Jedoch kennen laut Buhlinger-Göpfarth nur etwa vier von zehn Versicherten das Angebot überhaupt. “Hier sind die Kassen gefragt.”

Neues Konzept: HZV-Praxen statt HZV-Ärzte

Für die Zukunft stellten die Vertragspartner einen neuen Kerngedanken vor: Versicherte sollen sich künftig in Praxen statt bei einzelnen Ärzten einschreiben. „Derart erweiterte HZV-Praxen sind leistungsstärker, flexibler und attraktiver für Mitarbeitende. Und sie können deutlich mehr Versicherte betreuen. Das ist ein eminent wichtiger Beitrag, um auch zukünftig landesweit eine hochwertige Primärversorgung anbieten zu können”, so Buhlinger-Göpfarth.

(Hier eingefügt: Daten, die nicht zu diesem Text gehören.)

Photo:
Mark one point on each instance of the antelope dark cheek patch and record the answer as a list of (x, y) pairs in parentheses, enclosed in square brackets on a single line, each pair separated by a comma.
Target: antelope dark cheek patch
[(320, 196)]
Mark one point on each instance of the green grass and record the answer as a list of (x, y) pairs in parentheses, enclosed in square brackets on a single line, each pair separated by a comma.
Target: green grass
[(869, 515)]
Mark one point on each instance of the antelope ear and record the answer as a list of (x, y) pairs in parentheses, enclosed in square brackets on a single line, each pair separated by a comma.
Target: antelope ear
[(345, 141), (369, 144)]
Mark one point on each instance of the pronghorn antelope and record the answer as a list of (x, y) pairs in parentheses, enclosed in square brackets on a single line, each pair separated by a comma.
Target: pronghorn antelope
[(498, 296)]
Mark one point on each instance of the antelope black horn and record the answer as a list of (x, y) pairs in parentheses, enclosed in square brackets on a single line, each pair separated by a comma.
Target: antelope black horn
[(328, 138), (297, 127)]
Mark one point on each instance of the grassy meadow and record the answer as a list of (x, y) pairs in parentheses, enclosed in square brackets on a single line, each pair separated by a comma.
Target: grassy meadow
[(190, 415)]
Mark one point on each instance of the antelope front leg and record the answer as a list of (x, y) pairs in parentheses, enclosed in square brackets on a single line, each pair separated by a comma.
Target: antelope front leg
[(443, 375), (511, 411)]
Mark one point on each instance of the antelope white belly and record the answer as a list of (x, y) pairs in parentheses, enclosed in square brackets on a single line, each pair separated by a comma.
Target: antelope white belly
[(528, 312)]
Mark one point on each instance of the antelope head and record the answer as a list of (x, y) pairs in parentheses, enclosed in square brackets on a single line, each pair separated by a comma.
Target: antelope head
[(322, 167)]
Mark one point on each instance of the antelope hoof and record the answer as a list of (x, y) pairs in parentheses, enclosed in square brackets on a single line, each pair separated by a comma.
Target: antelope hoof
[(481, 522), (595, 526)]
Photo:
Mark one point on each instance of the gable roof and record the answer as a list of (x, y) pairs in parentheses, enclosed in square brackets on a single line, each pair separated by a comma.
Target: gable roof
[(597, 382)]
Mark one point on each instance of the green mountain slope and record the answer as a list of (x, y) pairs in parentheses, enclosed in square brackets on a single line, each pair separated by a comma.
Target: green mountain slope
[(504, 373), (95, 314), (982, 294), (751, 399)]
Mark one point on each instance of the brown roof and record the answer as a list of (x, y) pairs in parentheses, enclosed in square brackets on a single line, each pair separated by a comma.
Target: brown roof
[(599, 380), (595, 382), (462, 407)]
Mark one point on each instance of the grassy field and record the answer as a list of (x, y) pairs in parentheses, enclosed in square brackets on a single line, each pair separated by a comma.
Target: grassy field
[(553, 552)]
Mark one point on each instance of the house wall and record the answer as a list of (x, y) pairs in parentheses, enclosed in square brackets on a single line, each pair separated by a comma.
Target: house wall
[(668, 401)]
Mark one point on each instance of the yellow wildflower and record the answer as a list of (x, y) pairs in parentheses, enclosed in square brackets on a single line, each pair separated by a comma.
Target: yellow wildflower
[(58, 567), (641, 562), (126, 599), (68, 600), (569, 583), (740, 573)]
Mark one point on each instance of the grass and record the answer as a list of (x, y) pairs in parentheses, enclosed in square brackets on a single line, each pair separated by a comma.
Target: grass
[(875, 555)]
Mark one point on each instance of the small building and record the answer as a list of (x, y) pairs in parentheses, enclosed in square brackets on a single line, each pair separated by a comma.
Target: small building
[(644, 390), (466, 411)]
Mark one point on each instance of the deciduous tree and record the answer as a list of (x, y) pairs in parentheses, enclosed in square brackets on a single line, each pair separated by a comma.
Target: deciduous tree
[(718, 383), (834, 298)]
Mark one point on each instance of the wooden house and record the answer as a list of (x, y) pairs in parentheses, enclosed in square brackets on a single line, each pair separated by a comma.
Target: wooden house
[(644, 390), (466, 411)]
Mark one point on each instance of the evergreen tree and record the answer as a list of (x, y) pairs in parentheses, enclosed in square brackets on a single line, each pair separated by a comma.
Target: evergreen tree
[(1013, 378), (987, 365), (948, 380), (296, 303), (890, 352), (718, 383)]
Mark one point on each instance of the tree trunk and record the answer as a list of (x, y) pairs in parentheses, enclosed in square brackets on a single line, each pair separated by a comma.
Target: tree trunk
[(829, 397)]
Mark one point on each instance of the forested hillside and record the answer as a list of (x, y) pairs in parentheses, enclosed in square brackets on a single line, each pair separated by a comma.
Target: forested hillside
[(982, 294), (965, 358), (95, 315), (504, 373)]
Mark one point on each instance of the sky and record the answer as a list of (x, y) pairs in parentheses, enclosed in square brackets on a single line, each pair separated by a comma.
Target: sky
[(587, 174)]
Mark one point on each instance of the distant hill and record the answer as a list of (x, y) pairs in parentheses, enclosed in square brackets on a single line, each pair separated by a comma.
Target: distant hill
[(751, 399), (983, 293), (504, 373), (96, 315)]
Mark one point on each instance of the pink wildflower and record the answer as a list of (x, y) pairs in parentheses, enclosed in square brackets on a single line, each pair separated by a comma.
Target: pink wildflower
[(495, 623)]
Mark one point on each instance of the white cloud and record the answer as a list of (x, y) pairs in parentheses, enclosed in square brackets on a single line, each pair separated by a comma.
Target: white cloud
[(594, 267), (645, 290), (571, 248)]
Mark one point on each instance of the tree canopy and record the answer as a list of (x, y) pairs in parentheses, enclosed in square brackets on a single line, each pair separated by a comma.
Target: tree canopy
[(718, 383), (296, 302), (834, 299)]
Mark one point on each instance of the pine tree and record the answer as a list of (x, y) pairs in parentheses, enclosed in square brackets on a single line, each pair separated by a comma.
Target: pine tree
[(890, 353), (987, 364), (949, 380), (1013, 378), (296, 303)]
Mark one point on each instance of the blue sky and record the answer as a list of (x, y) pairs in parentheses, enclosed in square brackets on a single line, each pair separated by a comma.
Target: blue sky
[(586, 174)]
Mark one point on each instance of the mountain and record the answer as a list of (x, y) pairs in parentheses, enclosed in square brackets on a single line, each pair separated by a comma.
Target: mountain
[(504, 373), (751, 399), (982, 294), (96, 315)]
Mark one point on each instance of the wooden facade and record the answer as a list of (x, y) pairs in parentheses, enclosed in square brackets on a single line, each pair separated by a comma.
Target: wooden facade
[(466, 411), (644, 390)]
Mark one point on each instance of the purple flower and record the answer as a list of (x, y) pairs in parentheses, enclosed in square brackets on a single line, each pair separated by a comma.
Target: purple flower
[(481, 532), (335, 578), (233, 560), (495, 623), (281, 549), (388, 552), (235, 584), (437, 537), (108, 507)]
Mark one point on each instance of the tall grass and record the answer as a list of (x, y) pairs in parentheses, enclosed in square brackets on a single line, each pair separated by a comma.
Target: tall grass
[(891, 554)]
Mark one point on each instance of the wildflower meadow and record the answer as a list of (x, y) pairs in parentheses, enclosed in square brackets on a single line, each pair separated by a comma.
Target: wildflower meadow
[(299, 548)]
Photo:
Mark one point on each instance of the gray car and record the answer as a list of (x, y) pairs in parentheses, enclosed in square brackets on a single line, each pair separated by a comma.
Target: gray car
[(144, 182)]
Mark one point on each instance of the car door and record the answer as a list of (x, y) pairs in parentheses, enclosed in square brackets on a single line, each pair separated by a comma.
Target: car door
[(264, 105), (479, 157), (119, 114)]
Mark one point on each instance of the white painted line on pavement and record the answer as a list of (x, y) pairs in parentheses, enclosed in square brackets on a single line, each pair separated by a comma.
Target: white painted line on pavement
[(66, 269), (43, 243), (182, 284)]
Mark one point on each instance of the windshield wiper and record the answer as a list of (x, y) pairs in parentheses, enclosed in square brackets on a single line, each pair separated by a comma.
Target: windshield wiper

Das stützt ein weiteres Untersuchungsergebnis: Denn erstmals wurde auch der Trend der Anstellung wissenschaftlich evaluiert. Hintergrund: Zum Start der HZV im Jahr 2008 gab es im ambulanten Bereich rund 12.500 angestellte Ärztinnen und Ärzte, mittlerweile hat sich die Zahl vervierfacht.

„Deshalb sind wir der Frage nachgegangen, ob und wie sich die Versorgungsqualität zwischen HZV-Praxen mit und ohne Angestellte unterscheidet”, so Szecsenyi. Das Ergebnis: „Die Analyse wichtiger Indikatoren wie etwa vermeidbarer Krankenhausaufnahmen ergab, dass Patienten in HZV-Praxen mit angestellten Ärzten genauso gut versorgt werden wie in HZV-Praxen ohne.”